The registrar is a chief executive officer of a judicial forum. They are in charge of the entire registry of the department.

In common law jurisdictions, registrars are usually judicial officers with the power to hear certain civil matters such as interlocutory applications and assessment of damages.  In some jurisdictions, they may also hear trials of cases if both parties consent.  Registrars are assisted by deputy-registrars, who in common law jurisdictions are sometimes called masters.

The registrar is the chief administrator of the department, normally they happen to be the head of the department. The posts of the registrar are generally created in a judicial forums such as tribunals, high courts and supreme courts and in educational universities. In the judicial forum, they manage both administrative and judicial sides in departments under the authority of the president/chairman of the tribunals and chief justices of the high courts and supreme courts. The government may also appoint one or more assistant/deputy registrars. They help the courts, the registrar, the president/chairperson, and the judges in all their official/judicial functions. They are exercising delegated powers of the Registrar. They are guardian of the seals and responsible for the court's archives and publications. 

The registrar is responsible for the administrative and judicial work as are assigned by the president/chairman/judges of the tribunal/court. In the event of necessities, the registrar may pass interlocutory orders for staying the proceedings as he deems fit until the appeal is heard by the other courts.

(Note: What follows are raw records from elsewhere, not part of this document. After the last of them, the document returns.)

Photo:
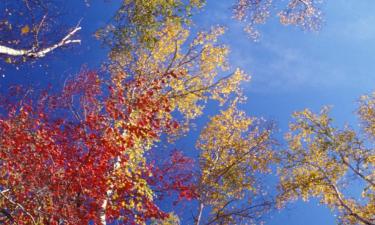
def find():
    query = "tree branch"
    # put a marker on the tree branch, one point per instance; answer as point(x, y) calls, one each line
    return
point(34, 52)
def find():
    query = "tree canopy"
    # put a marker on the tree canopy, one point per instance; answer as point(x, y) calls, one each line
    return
point(89, 152)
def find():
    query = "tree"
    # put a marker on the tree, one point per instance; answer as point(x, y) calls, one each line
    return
point(28, 30)
point(322, 161)
point(137, 22)
point(79, 156)
point(303, 13)
point(234, 149)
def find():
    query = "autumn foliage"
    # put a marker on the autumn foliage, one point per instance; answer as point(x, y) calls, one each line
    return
point(87, 153)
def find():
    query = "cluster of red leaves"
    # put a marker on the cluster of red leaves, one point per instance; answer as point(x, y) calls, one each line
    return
point(175, 175)
point(57, 152)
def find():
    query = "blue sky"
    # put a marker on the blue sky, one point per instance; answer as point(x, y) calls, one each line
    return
point(291, 70)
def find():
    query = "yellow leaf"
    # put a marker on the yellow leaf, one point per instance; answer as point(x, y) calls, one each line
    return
point(25, 30)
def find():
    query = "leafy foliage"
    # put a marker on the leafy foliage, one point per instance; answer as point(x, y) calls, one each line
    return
point(234, 149)
point(303, 13)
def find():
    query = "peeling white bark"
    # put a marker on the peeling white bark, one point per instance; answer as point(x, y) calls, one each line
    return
point(39, 53)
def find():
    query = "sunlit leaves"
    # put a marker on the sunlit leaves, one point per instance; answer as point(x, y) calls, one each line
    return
point(303, 13)
point(322, 160)
point(234, 148)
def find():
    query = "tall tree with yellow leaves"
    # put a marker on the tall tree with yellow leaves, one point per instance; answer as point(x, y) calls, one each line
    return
point(234, 150)
point(322, 162)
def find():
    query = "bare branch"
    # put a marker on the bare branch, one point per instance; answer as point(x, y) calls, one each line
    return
point(39, 53)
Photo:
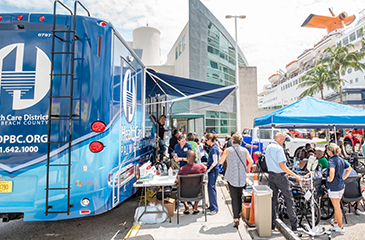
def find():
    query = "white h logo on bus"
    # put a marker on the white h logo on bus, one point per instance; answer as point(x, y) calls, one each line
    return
point(19, 82)
point(129, 95)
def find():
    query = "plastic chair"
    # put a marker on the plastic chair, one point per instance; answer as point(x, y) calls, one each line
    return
point(353, 192)
point(191, 188)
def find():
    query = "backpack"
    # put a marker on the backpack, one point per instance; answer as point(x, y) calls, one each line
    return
point(261, 163)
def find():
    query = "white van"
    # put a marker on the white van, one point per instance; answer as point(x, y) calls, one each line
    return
point(293, 145)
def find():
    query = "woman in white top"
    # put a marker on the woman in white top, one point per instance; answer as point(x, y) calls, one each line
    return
point(236, 157)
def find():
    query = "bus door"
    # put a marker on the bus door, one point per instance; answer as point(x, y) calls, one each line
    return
point(128, 136)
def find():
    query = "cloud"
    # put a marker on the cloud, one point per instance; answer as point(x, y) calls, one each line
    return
point(270, 36)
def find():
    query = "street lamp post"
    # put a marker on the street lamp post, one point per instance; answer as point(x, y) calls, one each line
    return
point(238, 103)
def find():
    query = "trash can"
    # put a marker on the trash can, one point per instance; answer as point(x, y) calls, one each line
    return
point(262, 204)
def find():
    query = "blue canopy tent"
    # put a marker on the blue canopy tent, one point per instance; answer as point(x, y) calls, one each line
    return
point(310, 112)
point(184, 88)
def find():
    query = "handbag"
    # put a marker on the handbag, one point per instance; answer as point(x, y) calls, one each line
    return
point(244, 164)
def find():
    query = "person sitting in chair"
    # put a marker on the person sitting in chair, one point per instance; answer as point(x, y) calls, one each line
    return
point(191, 168)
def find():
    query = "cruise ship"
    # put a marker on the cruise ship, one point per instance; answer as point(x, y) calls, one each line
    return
point(283, 90)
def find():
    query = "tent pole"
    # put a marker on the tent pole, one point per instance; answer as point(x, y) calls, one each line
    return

In other jurisdictions, the registrar exercises his powers with the change of nomenclature. Normally, the status of the registrar is equal to that of the district judge of Higher Judicial Service.

Hong Kong

The court's registrar, senior deputy registrars and deputy registrars serve as masters of the High Court in civil trials in the Court of First Instance.

Singapore

The Supreme Court Registry is currently headed by the Registrar of the Supreme Court. He is assisted by the deputy registrar, senior assistant registrars and the assistant registrars who perform judicial functions. Certain civil proceedings in the High Court, which are heard in chambers, are dealt with by the registrars.